10 thoughts on “Mesh Deformer and the State of Mesh

  1. You wrote about InWorldz’ adoption of the Deformer:

    But, it might increase the Lab’s priority for the Deformer… might…

    When the news about InWorldz and the Deformer hit the internet, I asked Oz during the meeting whether this development would affect LL’s planning regarding the Mesh Deformer and he basically put the kibosh on that.

    • Remember. Oz has been caught tailoring news to manipulate/influence the SL user base. Take what he says with a few grains of political salt. Also, Oz is not on the board of directors. Nor do they inform him of their thinking or changes in what they are considering. I am pretty sure Oz and Rob do NOT have daily communication.

      Also, a certain level of priority change can happen without plans being changed.

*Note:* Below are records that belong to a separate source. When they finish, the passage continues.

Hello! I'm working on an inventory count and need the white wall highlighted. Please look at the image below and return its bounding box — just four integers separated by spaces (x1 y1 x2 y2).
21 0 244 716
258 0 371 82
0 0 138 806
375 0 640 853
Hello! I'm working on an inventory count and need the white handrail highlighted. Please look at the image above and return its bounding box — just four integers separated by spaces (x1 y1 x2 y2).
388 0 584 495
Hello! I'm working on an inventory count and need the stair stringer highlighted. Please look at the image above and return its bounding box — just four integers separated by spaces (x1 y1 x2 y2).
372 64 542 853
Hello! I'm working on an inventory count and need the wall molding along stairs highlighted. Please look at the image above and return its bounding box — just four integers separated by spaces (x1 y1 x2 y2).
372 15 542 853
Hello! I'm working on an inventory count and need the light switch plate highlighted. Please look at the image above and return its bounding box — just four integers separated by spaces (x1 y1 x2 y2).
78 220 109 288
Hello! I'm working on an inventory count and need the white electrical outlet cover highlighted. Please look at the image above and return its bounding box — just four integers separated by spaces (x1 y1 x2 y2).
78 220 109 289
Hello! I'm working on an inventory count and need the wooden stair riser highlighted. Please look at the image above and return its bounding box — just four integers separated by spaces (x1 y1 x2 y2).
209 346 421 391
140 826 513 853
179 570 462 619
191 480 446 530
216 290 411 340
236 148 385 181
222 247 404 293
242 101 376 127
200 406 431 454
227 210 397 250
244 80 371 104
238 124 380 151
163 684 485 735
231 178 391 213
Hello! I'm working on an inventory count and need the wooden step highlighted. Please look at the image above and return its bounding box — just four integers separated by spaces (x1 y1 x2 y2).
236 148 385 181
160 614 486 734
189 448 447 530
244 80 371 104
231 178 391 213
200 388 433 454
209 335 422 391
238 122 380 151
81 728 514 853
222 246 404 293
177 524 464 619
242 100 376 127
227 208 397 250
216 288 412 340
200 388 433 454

      I’ll stick with the “might”. Time will tell.

  2. I do a lot of custom clothes and often custom rigs. I rig them using the Standard Sizing or even custom shapes. I never noticed what you mention. I meant, if the butt size is a 10% of the original in the exported shape, SL doesnt add another 10% after wearing the mesh. I know this because I made not just clothes but also tests with different shapes and they always remains exactly as they were imported and made. I am talking about 3DS Max, I cant talk for Blender.

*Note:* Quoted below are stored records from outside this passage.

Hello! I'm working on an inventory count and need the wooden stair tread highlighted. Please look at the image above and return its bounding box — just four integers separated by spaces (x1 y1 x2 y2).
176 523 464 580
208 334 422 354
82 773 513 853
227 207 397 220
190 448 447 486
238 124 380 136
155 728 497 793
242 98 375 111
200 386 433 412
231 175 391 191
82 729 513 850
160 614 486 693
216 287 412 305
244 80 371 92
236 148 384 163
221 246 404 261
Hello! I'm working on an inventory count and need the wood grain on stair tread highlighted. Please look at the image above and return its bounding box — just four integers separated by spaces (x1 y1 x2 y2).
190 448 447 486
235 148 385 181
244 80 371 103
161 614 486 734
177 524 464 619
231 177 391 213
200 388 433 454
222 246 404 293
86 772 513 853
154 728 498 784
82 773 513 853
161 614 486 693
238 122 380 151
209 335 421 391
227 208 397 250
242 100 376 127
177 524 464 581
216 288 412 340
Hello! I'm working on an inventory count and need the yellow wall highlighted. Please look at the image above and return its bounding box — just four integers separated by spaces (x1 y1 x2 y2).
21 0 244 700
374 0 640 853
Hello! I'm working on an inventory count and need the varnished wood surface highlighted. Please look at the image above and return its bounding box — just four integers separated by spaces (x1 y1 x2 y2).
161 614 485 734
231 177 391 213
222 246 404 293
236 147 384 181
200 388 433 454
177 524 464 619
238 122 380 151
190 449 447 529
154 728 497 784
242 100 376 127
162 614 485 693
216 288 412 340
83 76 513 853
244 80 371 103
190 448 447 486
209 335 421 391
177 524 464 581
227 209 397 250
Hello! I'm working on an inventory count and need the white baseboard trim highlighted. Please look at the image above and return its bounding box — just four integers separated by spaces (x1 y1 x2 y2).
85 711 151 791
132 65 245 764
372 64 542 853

    • I did not notice the problem with avatar size and shape until I started measuring things. I did realize I could not get my clothes as tight as I wanted them without using the Deformer. When I started playing with Avastar and doing comparisons things seems strange. The measureing showed me what is going on. The problem is not on the modeling side. The problem is in what the viewer does with exports and imports. We have to compensate in the modeling programs.

  3. Hello! Talking about solving this issue with avastar program, may I ask you please how does avastar deal with other sizes other than the default shape? I have also purchased avastar myself and indeed it makes things much simpler. However it only comes with the default avatar shape so what about the standard sizes or any other custom shape regarging the sl’s distortion issue you are referring to? Would that be enough if I just changed the shape sliders of the default avastar shape to re-fit my mesh cloth and exported it using the modified Gaia’s collada exporter? Thank you very much in advance for your time!

    • Good question.

      Avastar will handle any shape. It is true it only comes with the basic female avatar. But, that can be switched as it is in SL appearance to male or female and any shape settings.

      If you look in the standard sizing note card packaged with the standard sizes, you will find they have the shape settings values. Those can be plugged in via Avastar to produce and avatar for modeling on that is the standard size avatar desired.

      The clothes you make will be modeled to the shape you have set. When Avastar exports via its custom Collada export for SL it automatically calculates the anti-shape (Gaia’s name for it) needed to make the model appear as designed once imported to and influenced by the SL system.

      So, in direct answer to your question, yes. Changing the shape sliders in Avastar would be enough.